Principais remédios para malária

O tratamento da malária pode ser feito com medicamentos antimaláricos que dependem da idade da pessoa, da severidade dos sintomas e do tipo de parasita que causou a malária. Assim, os medicamentos indicados podem ser:

Para malária causada por Plasmodium vivax ou Plasmodium ovale:

  • Cloroquina durante 3 dias + Primaquina durante 7 ou 14 dias;
  • Em gestantes e crianças com idade inferior a 6 meses - Cloroquina durante 3 dias.

Para malária causada por Plasmodium malariae:

  • Cloroquina durante 3 dias.

Para malária causada por Plasmodium falciparum:

  • Artemeter + Lumefantrina durante 3 dias + Primaquina em dose única;
  • Artesunato + Mefloquina durante 3 dias + Primaquina em dose única;
  • Quinina durante 3 dias + Doxiciclina durante 5 dias + Primaquina no 6º dia;
  • Em gestantes no primeiro trimestre e crianças com menos de 6 meses - Quinina + Clindamicina;
  • Em gestantes no segundo e terceiro trimestres - Artemeter + Lumefantrina ou Artesunato + Mefloquina.

Os medicamentos antimaláricos devem ser tomados de uma só vez durante uma refeição e a sua dose varia conforme a idade e o peso do paciente, por isso, só o médico ou o pediatra poderão confirmar qual a dose certa do medicamento para cada pessoa.

O paciente deve tomar os medicamentos antimaláricos durante todos os dias que o médico prescreveu, mesmo que os sintomas comecem a desaparecer antes da data indicada pelo médico para evitar o agravamento da malária.

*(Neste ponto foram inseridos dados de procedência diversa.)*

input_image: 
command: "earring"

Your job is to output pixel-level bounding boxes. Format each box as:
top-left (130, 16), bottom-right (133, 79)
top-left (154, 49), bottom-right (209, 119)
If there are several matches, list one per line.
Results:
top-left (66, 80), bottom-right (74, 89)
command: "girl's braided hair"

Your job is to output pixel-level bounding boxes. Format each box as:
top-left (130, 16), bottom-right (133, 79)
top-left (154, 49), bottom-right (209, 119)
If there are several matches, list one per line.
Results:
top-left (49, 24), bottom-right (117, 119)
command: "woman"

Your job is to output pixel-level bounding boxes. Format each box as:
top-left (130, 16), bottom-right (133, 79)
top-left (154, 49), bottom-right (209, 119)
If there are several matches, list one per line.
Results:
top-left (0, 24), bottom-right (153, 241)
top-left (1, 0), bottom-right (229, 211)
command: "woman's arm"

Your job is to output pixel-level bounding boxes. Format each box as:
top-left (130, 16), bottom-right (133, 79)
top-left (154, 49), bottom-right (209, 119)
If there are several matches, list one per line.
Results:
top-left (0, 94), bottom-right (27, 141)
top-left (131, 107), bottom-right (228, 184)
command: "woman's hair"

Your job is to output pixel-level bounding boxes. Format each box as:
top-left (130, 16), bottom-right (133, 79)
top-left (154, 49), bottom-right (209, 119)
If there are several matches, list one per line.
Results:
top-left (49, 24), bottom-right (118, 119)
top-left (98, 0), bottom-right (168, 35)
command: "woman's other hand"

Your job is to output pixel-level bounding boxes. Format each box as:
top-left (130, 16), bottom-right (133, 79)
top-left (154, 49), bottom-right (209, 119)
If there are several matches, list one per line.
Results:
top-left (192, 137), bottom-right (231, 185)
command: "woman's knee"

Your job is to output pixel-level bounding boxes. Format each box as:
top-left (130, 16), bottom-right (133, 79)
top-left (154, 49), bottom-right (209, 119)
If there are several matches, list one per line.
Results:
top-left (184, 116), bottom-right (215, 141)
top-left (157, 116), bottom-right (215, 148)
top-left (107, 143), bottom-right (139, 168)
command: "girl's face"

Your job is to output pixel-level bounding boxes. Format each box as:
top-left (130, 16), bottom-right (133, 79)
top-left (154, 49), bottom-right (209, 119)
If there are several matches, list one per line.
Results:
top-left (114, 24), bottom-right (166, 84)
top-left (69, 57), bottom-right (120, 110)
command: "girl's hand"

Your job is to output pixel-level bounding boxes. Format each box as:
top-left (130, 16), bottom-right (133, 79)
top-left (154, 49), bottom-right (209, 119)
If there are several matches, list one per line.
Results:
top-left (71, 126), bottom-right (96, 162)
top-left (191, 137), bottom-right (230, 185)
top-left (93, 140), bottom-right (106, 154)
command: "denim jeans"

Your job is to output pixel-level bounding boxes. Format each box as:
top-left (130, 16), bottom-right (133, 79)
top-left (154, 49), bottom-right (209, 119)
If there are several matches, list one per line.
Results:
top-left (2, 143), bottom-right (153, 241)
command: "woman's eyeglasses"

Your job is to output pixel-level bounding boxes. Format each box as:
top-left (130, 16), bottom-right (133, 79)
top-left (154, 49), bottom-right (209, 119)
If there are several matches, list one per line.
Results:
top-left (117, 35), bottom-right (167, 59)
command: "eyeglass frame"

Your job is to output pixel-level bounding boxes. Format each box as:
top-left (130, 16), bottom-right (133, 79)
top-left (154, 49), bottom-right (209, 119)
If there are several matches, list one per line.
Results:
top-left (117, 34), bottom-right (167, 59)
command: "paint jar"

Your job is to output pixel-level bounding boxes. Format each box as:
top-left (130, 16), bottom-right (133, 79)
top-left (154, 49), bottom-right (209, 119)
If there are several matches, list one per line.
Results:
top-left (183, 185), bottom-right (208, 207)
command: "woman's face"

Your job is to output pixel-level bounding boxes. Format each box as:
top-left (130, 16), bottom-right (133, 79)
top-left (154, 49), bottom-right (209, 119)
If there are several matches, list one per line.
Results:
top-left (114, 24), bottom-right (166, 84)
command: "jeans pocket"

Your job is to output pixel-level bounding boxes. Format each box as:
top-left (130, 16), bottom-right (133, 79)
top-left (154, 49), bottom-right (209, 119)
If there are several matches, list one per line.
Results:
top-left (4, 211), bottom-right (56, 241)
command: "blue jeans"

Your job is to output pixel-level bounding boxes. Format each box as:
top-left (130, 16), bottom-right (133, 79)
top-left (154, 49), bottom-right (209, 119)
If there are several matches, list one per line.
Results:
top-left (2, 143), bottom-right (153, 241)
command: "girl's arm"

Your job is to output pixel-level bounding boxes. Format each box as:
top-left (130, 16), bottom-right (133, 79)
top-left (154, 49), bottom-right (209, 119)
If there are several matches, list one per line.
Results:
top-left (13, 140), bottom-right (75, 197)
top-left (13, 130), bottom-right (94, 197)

Tratamento da malária grave e complicada

O tratamento da malária grave e complicada geralmente é realizado no hospital, depois de se confirmar que o paciente foi infectado pelo Plasmodium falciparum, e pode ser feito da seguinte forma:

  • Injeção pela veia de Artesunato durante 8 dias e Clindamicina durante 7 dias;
  • Injeções de Artemeter durante 5 dias e Clindamicina durante 7 dias;
  • Injeção pela veia de Quinina e Clindamicina durante 7 dias.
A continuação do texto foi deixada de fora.